Super Bowl roots hark back to farm fields of Britain
It's been said that, come the Super Bowl, US football fans exhibit a near religious enthusiasm for the game.
So what else is new? You should see the Welsh and the New Zealanders when they strive for football supremacy (the rugby kind) at Cardiff Arms Park.
Perhaps there's a reason for this fervor; perhaps it is in the partly religious, wholly superstitious origin of the two games.
It all began in medieval times when English farmers hit on an idea to boost harvests. Obviously, in a land where a travel poster featuring the sun might be considered questionable advertising, the sun was held in very high regard. So these farmers bound a few sheaves of hay into a ball to symbolize the sun and kicked it around their fields. The sun, flattered by all this attention, presumably shone a little bit harder the following season.
Kicking the sun around this way became so popular that pretty soon folks who had nothing to do with agriculture joined in, and, wouldn't you know, the original purpose was soon forgotten.
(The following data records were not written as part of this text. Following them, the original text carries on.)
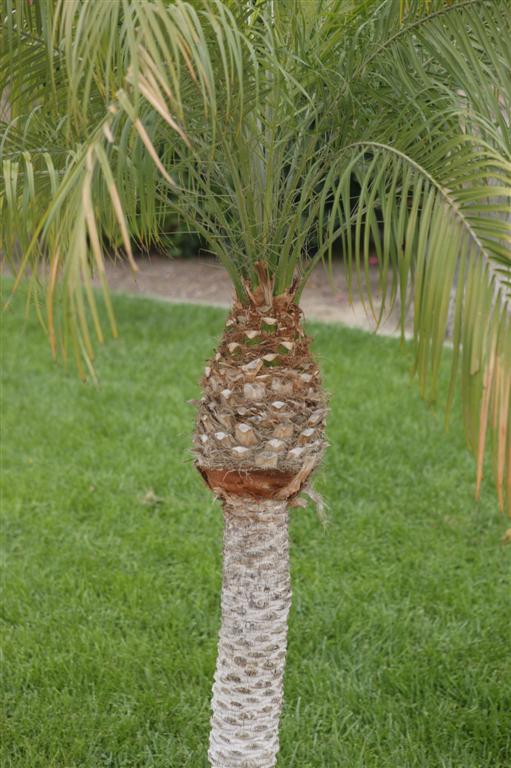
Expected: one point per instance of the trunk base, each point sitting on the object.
(256, 597)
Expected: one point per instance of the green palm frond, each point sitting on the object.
(255, 123)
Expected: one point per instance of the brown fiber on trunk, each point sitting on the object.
(259, 437)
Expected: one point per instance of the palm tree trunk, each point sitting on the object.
(256, 596)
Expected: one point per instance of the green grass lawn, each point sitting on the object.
(399, 633)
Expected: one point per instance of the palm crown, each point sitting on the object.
(255, 122)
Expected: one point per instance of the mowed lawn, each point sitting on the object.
(399, 643)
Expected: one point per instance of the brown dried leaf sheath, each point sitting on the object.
(260, 422)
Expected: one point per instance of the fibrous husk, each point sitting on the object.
(260, 422)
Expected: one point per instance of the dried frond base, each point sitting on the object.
(260, 424)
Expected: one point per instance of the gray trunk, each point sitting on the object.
(256, 596)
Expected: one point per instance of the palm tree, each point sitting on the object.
(276, 130)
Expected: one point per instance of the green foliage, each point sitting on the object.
(398, 646)
(249, 122)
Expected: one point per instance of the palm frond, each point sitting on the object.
(254, 123)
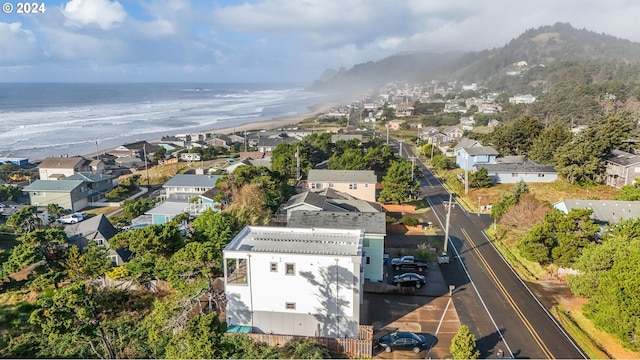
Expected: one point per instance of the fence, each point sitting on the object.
(354, 348)
(398, 208)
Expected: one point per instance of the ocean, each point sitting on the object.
(38, 120)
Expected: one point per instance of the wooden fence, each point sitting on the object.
(354, 348)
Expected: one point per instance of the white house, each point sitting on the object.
(293, 281)
(360, 184)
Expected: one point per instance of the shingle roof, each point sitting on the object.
(61, 162)
(481, 150)
(192, 180)
(90, 177)
(306, 197)
(53, 185)
(623, 158)
(269, 239)
(527, 167)
(358, 176)
(169, 208)
(371, 222)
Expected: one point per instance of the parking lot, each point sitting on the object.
(427, 311)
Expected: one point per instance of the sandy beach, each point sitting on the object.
(271, 124)
(276, 123)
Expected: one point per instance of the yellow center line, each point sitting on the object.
(504, 291)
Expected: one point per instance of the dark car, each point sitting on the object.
(403, 340)
(409, 279)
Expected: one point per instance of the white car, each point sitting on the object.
(73, 218)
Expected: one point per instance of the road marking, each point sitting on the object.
(504, 291)
(443, 314)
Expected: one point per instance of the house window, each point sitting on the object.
(290, 269)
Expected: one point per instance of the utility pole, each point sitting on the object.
(444, 258)
(413, 165)
(466, 175)
(387, 126)
(146, 165)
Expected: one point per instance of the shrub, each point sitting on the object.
(409, 221)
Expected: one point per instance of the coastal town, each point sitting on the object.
(347, 206)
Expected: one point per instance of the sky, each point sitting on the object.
(291, 41)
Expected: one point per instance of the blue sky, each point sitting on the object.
(268, 40)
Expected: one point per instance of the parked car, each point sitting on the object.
(409, 263)
(409, 279)
(403, 340)
(73, 218)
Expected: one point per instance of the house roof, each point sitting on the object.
(92, 228)
(169, 208)
(53, 185)
(356, 176)
(89, 177)
(61, 162)
(371, 222)
(481, 150)
(608, 211)
(622, 158)
(526, 167)
(193, 180)
(307, 197)
(466, 142)
(210, 194)
(314, 241)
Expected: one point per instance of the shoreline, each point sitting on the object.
(274, 123)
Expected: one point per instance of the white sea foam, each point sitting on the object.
(68, 128)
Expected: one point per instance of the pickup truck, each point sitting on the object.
(409, 263)
(73, 218)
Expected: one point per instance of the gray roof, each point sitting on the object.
(169, 208)
(53, 185)
(192, 180)
(61, 162)
(91, 228)
(481, 150)
(371, 223)
(316, 241)
(607, 211)
(89, 177)
(527, 167)
(622, 158)
(307, 197)
(351, 176)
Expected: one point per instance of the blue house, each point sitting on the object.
(468, 157)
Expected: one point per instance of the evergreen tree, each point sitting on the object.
(463, 345)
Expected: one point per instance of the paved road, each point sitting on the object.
(490, 298)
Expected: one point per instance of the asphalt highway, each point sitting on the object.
(499, 308)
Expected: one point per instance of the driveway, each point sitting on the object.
(428, 311)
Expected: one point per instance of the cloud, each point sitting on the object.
(103, 13)
(17, 44)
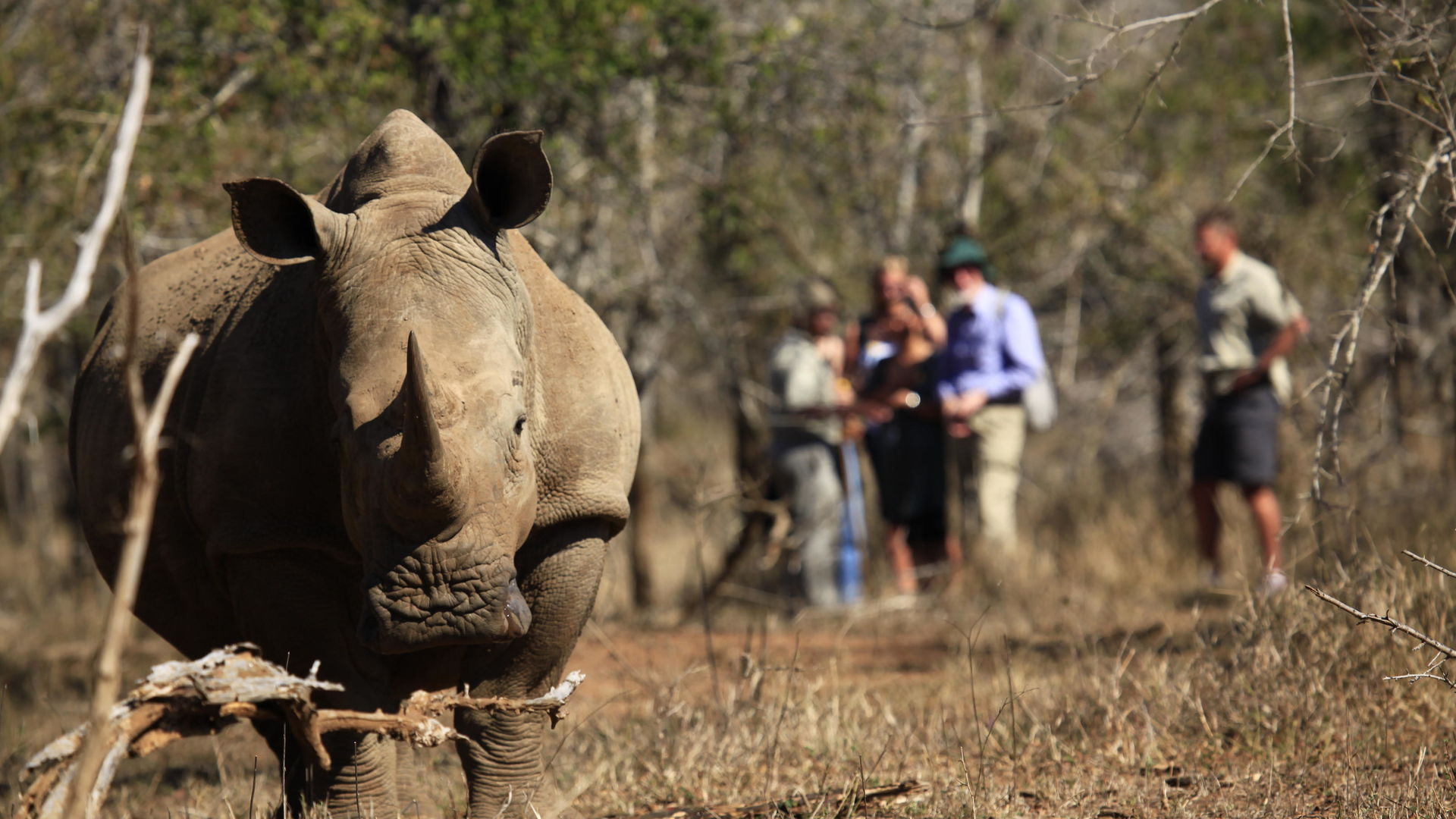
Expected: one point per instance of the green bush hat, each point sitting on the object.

It became a sport: Football, or soccer as it is called here in the United States.
Back in the days when the English were honing their military skills on the playing fields of their more well-endowed schools, a young man at Rugby named William Webb Ellis picked up a ball during a soccer game and ran with it in his hands.
He should have known better, of course, but it seemed like such a fun thing to do that his peers at Rugby devised a new game that still bears the name of their school to this day. They also turned the ball into an oval, the better to carry it.
Late last century rugby crossed the Atlantic. But Americans, being Americans, couldn't leave well enough alone and pretty soon they began bending the rules as dramatically as Bill Ellis had done.
They replaced rugby's scrum - a sort of free-for-all wrestling match in which both sides strove for possession - with a set line of scrimmage. From then on possession of the ball became much more important in the American game simply because you couldn't get it back again without going to an inordinant amount of trouble. They also slimmed the ball down somewhat so it could be more readily thrown with one hand.
The big change came with the introduction of the forward pass into the American game. A nice touch, that, but it cut way back on the use of the lateral pass (rugby is filled with laterals) and that's a pity.
At this stage the Rugby-football relationships might be said to have changed from half-brother to first cousin. But be assured, the relationship does exist. Up until the '30s, rugby's drop kick was still an accepted part of US football, and, according to the rule book, it is still an accepted way to score. And in both games the idea is to run with ball, securely tucked beneath the arm, over the opposition's goal line.
The football term ''touchdown'' indicates the rugby connection. To score in rugby the ball must be touched down behind the goal line. To throw it down, as exultant pass receivers frequently do in professional football, would be to throw away the points.
Having been raised on rugby and having learned to appreciate football after moving to the US, I see aspects of each game that might profitably be adopted by the other.
For one thing, football could adopt a rugby-type kick for extra points following a touchdown. It would take place in a line directly back from the point where the player crossed the goal line. In other words, a touchdown between the uprights becomes the ideal. Score in the corner and the extra point kick takes place from the sideline.
When introduced to football, rugby players always ask why the ball carrier is given all the praise while his blockers get almost none. There's perhaps a touch of envy in this observation. No ball handler gets that kind of protection in rugby. Even accidental interference is penalized, so the only way to help the ball carrier is to be ready to take a lateral when he can go no farther.
So far I haven't been able to sell the ''no interference'' concept to US football any more than I have been able to sell the forward pass to British rugby. Guess I'll have to give up the idea.
Meanwhile, I've been wrestling with a chilling thought: What if England's climate had been as dry as, say, California's? Those medieval farmers would have sought to placate something other than the sun.
Would today's Super Bowl then have been some kind of water polo game?